Figures 15-16 illustrate shaft plug 1116, spring 1107, and pinch roller 1115 in detail. Shaft plug 1116 includes an aperture 2402 sized to receive shaft 3302 (Figure 19) of pinch roller 1115 or shaft 2812 of feed roller 1108 (Figure 18). A bearing surface for pinch roller 1115 and feed roller 1108 is provided by aperture 2202. Plug 1116 includes an aperture 2404 sized to receive one end of spring 1107. Upon assembly, the other end of spring 1107 engages spring retainer 2602 (Figure 16). A pair of plugs 1116 are used to connect pinch roller 1115 to chassis 1104. Each pinch roller plug 1116 is able to slide along plug flange structure 2502. Springs 1107 tend to bias plugs 1116 away from spring retainer 2602. Limited non-axial deflection of pinch roller 1115 is thus provided by plugs 1116 and flange structure 2502. Such non-axial deflection is useful, particularly during roll replacement. Plugs 1116, springs 1107 and spring retainers 2602 provide an additional benefit during assembly as compared to prior art pinch roller designs.

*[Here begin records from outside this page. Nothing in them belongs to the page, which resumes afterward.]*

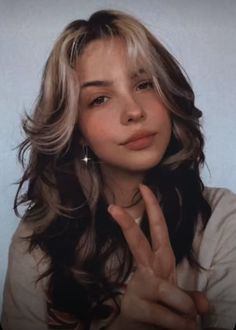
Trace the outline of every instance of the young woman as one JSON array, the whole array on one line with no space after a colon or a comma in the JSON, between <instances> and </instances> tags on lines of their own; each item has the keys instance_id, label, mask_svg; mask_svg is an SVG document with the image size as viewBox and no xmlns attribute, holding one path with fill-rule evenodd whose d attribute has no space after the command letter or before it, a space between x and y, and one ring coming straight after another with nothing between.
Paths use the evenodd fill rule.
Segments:
<instances>
[{"instance_id":1,"label":"young woman","mask_svg":"<svg viewBox=\"0 0 236 330\"><path fill-rule=\"evenodd\" d=\"M135 18L66 27L24 121L4 330L233 329L236 196L201 181L200 117Z\"/></svg>"}]
</instances>

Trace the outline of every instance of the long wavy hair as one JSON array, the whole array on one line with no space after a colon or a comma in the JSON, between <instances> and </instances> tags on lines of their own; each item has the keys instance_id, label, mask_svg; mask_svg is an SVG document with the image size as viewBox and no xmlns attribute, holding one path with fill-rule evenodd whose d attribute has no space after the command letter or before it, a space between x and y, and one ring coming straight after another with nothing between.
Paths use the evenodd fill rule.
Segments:
<instances>
[{"instance_id":1,"label":"long wavy hair","mask_svg":"<svg viewBox=\"0 0 236 330\"><path fill-rule=\"evenodd\" d=\"M25 141L19 148L24 166L15 210L25 205L23 221L33 230L29 252L40 247L48 258L48 299L54 310L89 324L102 318L104 302L116 302L117 288L129 275L133 259L119 226L111 221L104 181L96 155L87 166L78 143L80 83L76 63L86 46L101 39L122 38L130 63L142 62L172 120L170 144L144 183L158 194L177 264L188 258L196 266L192 243L198 218L206 225L211 209L204 199L200 167L204 139L189 80L175 58L135 18L111 10L87 21L70 23L46 62ZM25 161L27 159L27 161ZM147 217L141 228L148 237Z\"/></svg>"}]
</instances>

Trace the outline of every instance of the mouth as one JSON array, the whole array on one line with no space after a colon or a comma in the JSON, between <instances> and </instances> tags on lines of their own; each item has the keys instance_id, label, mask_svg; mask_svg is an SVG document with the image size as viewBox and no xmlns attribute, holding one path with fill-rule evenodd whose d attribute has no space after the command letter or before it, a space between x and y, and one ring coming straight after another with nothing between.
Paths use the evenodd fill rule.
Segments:
<instances>
[{"instance_id":1,"label":"mouth","mask_svg":"<svg viewBox=\"0 0 236 330\"><path fill-rule=\"evenodd\" d=\"M130 150L142 150L151 146L156 133L152 132L138 132L132 135L122 145Z\"/></svg>"}]
</instances>

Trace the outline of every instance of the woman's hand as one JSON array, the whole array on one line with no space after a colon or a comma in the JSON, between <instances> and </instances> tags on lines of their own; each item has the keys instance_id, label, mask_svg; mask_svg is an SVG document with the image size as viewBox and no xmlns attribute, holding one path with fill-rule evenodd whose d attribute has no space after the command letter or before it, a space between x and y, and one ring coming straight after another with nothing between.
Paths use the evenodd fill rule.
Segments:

Referring to Figures 16-17, drive roller 1108 is coupled to stepper motor 14 at end hub 2602. In one embodiment, a motor shaft portion is inserted into end hub 2602 of drive roller 1108. For example, a d-shaped motor shaft may be inserted into a correspondingly-shaped slot at end hub 2602. Drive roller 1108 is provided with a flexible coupling 2604 at end hub 2602. Flexible coupling 2604 for interconnecting drive roller 1108 to stepper motor 14 accommodates shaft misalignments and permits limited deflection in non-axial directions. Flexible coupling 2604, in this illustrated embodiment, is helical beam coupler. The beam coupler 2604 includes one or more sets of flexible elements, in effect curved beams. Stresses induced in the couple are spread evenly between the beams. Other benefits include single piece construction with no moving parts or elastomeric elements to wear, and backlash free operation with low wind-up. Helical beam coupling 2604 reduces motor vibration for increased paper feed stability and reduces sound generation. Beam coupling 2604, in the illustrated embodiment, is integrated with the balance of drive roller 1108. In other embodiments, a beam coupling may be a separate component.

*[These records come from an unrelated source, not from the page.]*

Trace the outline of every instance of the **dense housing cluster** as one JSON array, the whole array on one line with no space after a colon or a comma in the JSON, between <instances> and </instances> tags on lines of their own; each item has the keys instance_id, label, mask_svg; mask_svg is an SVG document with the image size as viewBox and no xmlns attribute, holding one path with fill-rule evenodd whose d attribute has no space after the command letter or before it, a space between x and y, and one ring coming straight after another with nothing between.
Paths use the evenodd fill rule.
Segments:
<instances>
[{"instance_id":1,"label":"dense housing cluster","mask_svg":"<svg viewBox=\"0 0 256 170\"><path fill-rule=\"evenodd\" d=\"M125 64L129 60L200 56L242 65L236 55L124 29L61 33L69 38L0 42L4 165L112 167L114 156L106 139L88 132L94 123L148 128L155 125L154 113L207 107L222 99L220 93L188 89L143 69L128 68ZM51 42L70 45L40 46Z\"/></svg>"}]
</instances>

Referring to Figure 16, both pinch roller 1115 and drive roller 1108 may be assembled using an overmolding technique whereby a relatively rigid roller frame is molded onto a shaft and flexible roller rubber portions are then overmolded onto the roller frame to define roller surfaces. An example method of manufacturing includes inserting shaft 2812 of feed roller 1108 into a die form and molding roller frame 2810 around shaft 2812. The shaft 2812 and frame 2810 are then inserted into another die form where roller rubber portions 2808 are molded into contact with roller frame 2810. In one embodiment, frame 2810 is injection molded acetal and rubber portions 2808 are injection molded EPDM. A similar method may be used to manufacture pinch roller 1115 of Figures 33-34. In this manner, rollers 1115 and 1108 are more easily assembled as compared to prior art roller assemblies having multiple separate roller rubber portions and frame portions needing to be aligned along a roller shaft during assembly.

Benefits of such overmolded rollers include improve paper feed quality and a reduction in component assembly cost.

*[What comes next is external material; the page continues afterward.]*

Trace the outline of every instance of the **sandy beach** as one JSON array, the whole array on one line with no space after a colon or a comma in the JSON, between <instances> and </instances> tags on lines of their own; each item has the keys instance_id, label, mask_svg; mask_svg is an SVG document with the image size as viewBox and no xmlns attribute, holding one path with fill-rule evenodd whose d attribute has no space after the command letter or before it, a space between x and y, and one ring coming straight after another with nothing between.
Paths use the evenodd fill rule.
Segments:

While the disclosure has been described with reference to an exemplary embodiment, it will be understood by those skilled in the art that various changes may be made and equivalents may be substituted for elements thereof without departing from the scope of the disclosure. In addition, many modifications may be made to adapt a particular situation or material to the teachings of the disclosure without departing from the essential scope thereof. Therefore, it is intended that the disclosure not be limited to the particular embodiment disclosed as the best mode contemplated for carrying out this disclosure, but that the disclosure will include all embodiments falling within the scope of the appended claims.